El artista se especializa en el trencadís catalán y el fileteado porteño. Fusiona ambos lenguajes para intervenir fachadas en toda Cataluña. Sus murales resignifican la memoria colectiva y transforman la arquitectura urbana actual.

De Boedo a Barcelona: identidad barrial
El compromiso de Garachico con el arte como herramienta de transformación se refleja en los diversos proyectos artísticos y culturales que ha desarrollado durante su carrera.
En el año 2006 co-fundó el Galpón Piedrabuenarte, transformando una nave abandonada en un espacio artístico multidisciplinario, desde donde se realizaron más de 60 murales en el barrio Piedrabuena.
En 2012 co-fundó y preside actualmente el Grupo Artístico de Boedo, desde donde realizó más de 170 murales basados en la identidad cultural del barrio de Boedo y del Club Atlético San Lorenzo de Almagro.
Su obra actual toma como eje principal el legado de Antoni Gaudí.

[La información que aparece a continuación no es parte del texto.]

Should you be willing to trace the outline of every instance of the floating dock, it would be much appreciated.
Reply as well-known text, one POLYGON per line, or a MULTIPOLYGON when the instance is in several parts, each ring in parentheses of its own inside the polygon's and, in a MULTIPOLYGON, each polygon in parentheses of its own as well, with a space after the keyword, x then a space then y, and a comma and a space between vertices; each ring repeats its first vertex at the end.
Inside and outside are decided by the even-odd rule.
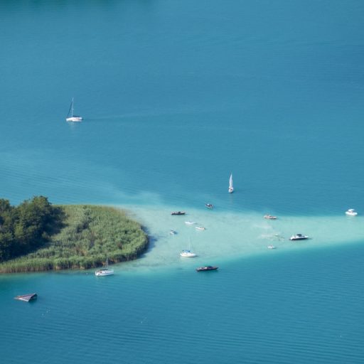
POLYGON ((37 298, 36 293, 30 293, 29 294, 23 294, 21 296, 16 296, 14 297, 14 299, 18 299, 19 301, 25 301, 26 302, 29 302, 29 301, 33 301, 37 298))

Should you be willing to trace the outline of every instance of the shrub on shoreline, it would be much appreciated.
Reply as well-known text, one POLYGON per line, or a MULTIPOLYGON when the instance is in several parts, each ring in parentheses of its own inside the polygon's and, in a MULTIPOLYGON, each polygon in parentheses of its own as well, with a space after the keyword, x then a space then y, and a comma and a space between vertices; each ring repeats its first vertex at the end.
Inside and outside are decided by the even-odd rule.
MULTIPOLYGON (((105 206, 61 205, 59 231, 41 247, 0 264, 0 273, 87 269, 136 259, 148 245, 141 225, 122 210, 105 206)), ((58 223, 59 225, 59 222, 58 223)))

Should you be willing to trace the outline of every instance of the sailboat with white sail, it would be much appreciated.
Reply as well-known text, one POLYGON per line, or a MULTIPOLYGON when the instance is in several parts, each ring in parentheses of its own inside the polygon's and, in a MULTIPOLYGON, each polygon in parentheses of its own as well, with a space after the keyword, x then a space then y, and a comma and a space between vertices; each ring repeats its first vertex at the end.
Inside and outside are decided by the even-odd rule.
POLYGON ((194 253, 191 249, 191 238, 190 238, 190 246, 188 250, 182 250, 180 255, 184 258, 194 258, 197 257, 197 254, 194 253))
POLYGON ((229 178, 229 193, 234 192, 234 186, 232 185, 232 173, 230 173, 230 178, 229 178))
POLYGON ((105 267, 101 268, 100 269, 97 269, 95 272, 95 275, 97 277, 102 277, 111 276, 112 274, 114 274, 114 269, 110 269, 110 268, 109 268, 109 259, 107 259, 107 257, 105 267))
POLYGON ((82 117, 80 117, 79 115, 74 115, 73 110, 74 110, 74 108, 73 108, 73 97, 72 102, 70 106, 70 109, 68 110, 68 114, 67 115, 67 117, 65 118, 65 121, 66 122, 82 122, 83 120, 82 117))

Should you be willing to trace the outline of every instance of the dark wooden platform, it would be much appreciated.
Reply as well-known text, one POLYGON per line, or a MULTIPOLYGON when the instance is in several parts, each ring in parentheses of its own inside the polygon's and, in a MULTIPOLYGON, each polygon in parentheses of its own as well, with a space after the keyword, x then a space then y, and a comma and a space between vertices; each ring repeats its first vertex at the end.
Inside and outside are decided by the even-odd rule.
POLYGON ((26 302, 29 302, 29 301, 33 301, 36 299, 37 298, 36 293, 30 293, 28 294, 23 294, 21 296, 16 296, 14 297, 14 299, 18 299, 19 301, 25 301, 26 302))

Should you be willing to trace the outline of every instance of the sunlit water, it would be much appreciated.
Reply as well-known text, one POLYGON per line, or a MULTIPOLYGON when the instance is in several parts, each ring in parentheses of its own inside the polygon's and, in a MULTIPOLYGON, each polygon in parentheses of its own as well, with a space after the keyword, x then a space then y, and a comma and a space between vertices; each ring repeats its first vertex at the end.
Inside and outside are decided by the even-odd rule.
POLYGON ((1 275, 1 361, 363 363, 363 14, 2 1, 1 197, 120 207, 150 246, 112 277, 1 275))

Utiliza la técnica del trencadís para garantizar la durabilidad de sus piezas. Estas creaciones inspiran orgullo y pertenencia en cada barrio intervenido.
Garachico define su trabajo como “una forma de contar historias sobre las paredes”
Identidad barrial y neomodernismo
El compromiso con la transformación social guía cada uno de sus proyectos culturales. Su técnica crea un renacimiento neomodernista dentro del arte público contemporáneo. Las piezas de mosaiquismo invitan a los vecinos a redescubrir su entorno cotidiano.
Podés conocer un poco más sobre su trabajo visitando el sitio web oficial www.pepigarachico.com.
También publica sus procesos creativos en su cuenta de Instagram @pepigarachico. Sus plataformas digitales funcionan como un museo abierto sobre la evolución de su técnica.
Argentinos en Catalunya sigue de cerca estos recorridos que enaltecen nuestra cultura. La obra de Pepi Garachico es un puente sólido entre nuestras raíces y el presente. Su arte perdura en el tiempo e impacta positivamente en nuestra comunidad.